5. We may point out that the case before the Calcutta High Court arose out of, proceedings under Order XXI, Rules 100 and 101, which were not execution proceedings. In the case decided by this Court the application for execution had been struck off on the ground that the decree-holder had failed to prosecute it with due diligence. The facts of that case, therefore, are quite different.
6. In the present case we have already held that the order of the 24th of February 1923 amounted to a decree, and that, therefore, Order IX, Rule 13 was clearly applicable.
7. Instead of sending the case back to the Court below we have thought it convenient to dispose of the question of fact ourselves. On the one hand we have the sworn affidavit of the decree-holder that he had no notice of the date fixed. As against it there is the report and affidavit of the process-server. We find it difficult to believe that if the decree-holder was aware of the date and was actually present in the Court compound as alleged by the opposite party, he would have deliberately allowed the objection to be heard ex parte.
8. We accordingly hold that it is established that the decree-holder was ignorant of the date fixed and that he could not attend the Court on that day, and that sufficient cause has been shown for his non-appearance within the meaning of Order IX, Rule 13.

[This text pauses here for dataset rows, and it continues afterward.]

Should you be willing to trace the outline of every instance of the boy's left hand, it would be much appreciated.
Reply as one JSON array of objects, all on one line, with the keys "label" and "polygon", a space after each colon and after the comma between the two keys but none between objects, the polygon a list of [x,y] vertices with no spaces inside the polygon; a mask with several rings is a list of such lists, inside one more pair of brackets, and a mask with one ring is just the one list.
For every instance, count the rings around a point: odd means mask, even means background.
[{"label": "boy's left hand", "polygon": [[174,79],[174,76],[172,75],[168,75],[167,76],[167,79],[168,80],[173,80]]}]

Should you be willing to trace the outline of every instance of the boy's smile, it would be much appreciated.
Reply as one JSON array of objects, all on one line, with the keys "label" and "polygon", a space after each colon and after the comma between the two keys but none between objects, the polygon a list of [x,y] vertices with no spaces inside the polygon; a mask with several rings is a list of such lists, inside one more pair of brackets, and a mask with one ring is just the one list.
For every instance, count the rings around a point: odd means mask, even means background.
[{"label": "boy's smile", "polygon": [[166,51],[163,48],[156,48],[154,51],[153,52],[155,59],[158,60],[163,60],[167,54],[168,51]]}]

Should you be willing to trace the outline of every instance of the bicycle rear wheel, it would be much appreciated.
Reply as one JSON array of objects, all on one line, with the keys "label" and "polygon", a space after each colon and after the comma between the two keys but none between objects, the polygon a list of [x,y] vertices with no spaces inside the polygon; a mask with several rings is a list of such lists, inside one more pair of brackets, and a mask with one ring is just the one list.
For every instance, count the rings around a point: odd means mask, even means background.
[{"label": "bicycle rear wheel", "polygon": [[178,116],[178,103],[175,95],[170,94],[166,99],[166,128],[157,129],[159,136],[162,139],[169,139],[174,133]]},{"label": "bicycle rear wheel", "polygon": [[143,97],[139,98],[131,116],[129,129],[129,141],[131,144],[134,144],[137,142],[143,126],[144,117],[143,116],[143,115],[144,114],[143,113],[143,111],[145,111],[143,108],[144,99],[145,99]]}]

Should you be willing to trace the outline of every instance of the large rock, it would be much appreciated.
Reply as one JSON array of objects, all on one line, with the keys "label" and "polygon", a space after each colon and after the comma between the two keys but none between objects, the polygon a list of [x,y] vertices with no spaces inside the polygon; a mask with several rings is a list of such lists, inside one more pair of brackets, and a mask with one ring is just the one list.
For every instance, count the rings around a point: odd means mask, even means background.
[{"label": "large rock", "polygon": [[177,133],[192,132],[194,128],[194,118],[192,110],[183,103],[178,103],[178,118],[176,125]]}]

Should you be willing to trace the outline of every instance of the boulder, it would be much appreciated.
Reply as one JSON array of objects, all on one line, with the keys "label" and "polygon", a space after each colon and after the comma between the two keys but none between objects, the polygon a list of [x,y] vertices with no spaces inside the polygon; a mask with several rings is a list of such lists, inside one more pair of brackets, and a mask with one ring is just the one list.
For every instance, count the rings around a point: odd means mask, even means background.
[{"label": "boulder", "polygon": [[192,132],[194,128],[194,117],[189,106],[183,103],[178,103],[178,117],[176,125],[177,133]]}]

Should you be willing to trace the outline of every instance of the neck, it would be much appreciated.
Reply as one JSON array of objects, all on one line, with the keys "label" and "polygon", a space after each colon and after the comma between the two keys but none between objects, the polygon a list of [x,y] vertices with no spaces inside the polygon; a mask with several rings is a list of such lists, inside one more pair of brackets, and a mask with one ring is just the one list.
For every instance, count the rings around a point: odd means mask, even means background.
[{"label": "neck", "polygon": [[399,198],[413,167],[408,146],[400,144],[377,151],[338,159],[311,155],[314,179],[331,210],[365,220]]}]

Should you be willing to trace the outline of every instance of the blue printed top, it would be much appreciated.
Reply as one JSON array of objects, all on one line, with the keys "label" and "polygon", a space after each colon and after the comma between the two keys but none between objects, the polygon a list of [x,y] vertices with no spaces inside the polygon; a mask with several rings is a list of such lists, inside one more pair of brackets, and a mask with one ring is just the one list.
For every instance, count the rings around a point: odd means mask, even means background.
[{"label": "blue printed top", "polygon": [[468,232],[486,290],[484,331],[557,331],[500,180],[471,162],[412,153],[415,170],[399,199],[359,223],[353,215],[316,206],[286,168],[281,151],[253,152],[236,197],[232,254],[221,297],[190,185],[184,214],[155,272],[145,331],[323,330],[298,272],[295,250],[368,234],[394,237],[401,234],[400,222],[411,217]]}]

9. We accordingly allow the appeal and set aside the order of the lower Appellate Court, with the result that the ex parte decree dated the 24th of February 1923 is also set aside and the objections of Natha Ram are restored to the file, and we direct that they should be disposed of according to law. Costs in both Courts will abide the event, including in this Court fees on the higher scale.